Old rivalries flare up ahead of Armenian presidential vote

Armenia Materials 15 February 2008 17:53 (UTC +04:00)

(dpa) - In the Armenian presidential elections on Tuesday, incumbent Robert Kocharian is expected to relinquish power after 10 years at the helm to his successor Prime Minister Serzh Sarkasian.

But as election day nears, opposition rallies have drawn larger crowds onto the streets, suggesting that all may not be settled in the first round of voting, upsetting the current Armenian leadership and its Russian backers.

The landlocked post-Soviet state cradled in the Caucasus Mountains is in a volatile region that raises red flags both for questions of national security and as a potential transit route for oil exports from the Caspian Sea to the West.

Armenia's first pipeline, which carries oil from Iran, is eyed by Russian energy giant Gazprom as well as neighbouring Georgia because it provides an alternative to Russian gas.
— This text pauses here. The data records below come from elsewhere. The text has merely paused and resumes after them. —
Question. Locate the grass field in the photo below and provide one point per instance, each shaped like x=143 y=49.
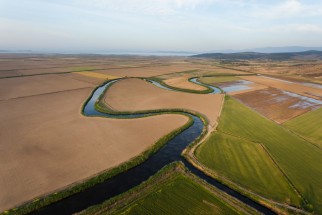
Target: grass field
x=171 y=191
x=300 y=160
x=211 y=80
x=308 y=125
x=247 y=164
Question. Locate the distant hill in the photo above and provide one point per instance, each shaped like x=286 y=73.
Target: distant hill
x=308 y=55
But economic interests in the region are overshadowed by unresolved conflicts with neighbouring Azerbaijan and Turkey, which are complicated by third-party alliances with Russia and the West.

The election frontrunner's fiercest challenge came when former president Levon Ter-Petrosian announced his comeback from a 10-year absence from politics at a rally that drew between 12,000 and 20,000 people to the capital Yerevan's main square.

Ter-Petrosian's chances at a run-off grew after an endorsement Tuesday from the opposition candidate Raffi Hovannisian, who withdrew as the candidate for the small Heritage Party.

But according to a survey by British pollster Populus a day earlier, opposition candidate Artur Baghdasarian narrowly was leading Ter-Petrosian with 13.4 per cent while Hovannisian had 7.6 per cent among a field of nine presidential contenders.

The poll showed 50.7 per cent voting for Sarkasian, just over the mark for first-round victory.

Kocharin, who is barred from a third term, has repeatedly declared his favourite's de-facto victory - raising hackles that the vote will not be clean.

Allegations of harassment and criticism of international election monitors have thrown a blanket on the campaign spoiling the memory of his popular election to power after forcing Ter-Petrosian's resignation in 1998.

Ter-Petrosian's equally-boisterous speeches, meanwhile, have been attacked by government supporters for verging on plans for a coup.

Rumours that Ter-Petrosian had unspoken US backing have drawn comparisons to the so-called Colour Revolutions in neighbouring post- Soviet states that saw pro-Western candidates overthrow Russian allied governments in Ukraine and Georgia.

The United States has sought to expand its influence in the region and has butted against Russia's military presence in the small nation, strategically located between the oil-rich Caspian and Black Seas in the volatile Caucasus region.

But in a battle pitting Kocharin's tapped successor against his predecessor, Armenian political analysts say memories of winters with chronic power cuts during the early 1990s will play against today's frustration with perceived corruption and lack of reforms.

The harshest campaign exchanges have also heated up Armenia's long-standing tensions with Azerbaijan over the breakaway region of Nagorni Kharabakh occupied by Armenia - which last came to a head when Ter-Petrossian was ousted.

The current Armenian president and prime minister have been dubbed "the Kharabakh Clan" after their origins and promise Armenia's continued presence in the region, while Ter-Petrossian is thought to be more willing to compromise.

Thomas Gomart, head of the Russian/CIS programme at Paris-based Institut Francais des Relations Internationales, voiced concern over the "evolution of the rhetoric."

"The disproportion in the two countries' military spending is worrying," he stressed, saying that Azeri's expenditure could be compared to the total Armenian budget.

Observers also fear election instability could aggravate Turkey, whose denial of the Armenian genocide under the Ottoman Empire has led to a rift in relations.

Armenia's large diaspora in Europe, mainly in France, and in the United States has lobbied hard for recognition of the genocide by their governments, which has stalled Turkey's EU accession talks.

Facing blockades on two borders, Armenia is dependent on international aid and remittances from its large diaspora.

Such external lobbies will turn disproportionate attention to the upcoming vote, which will test democracy in the young state.

The US and EU have threatened to withdraw aid hinging on the fairness of Tuesday's vote, which will be monitored by over 400 international observers.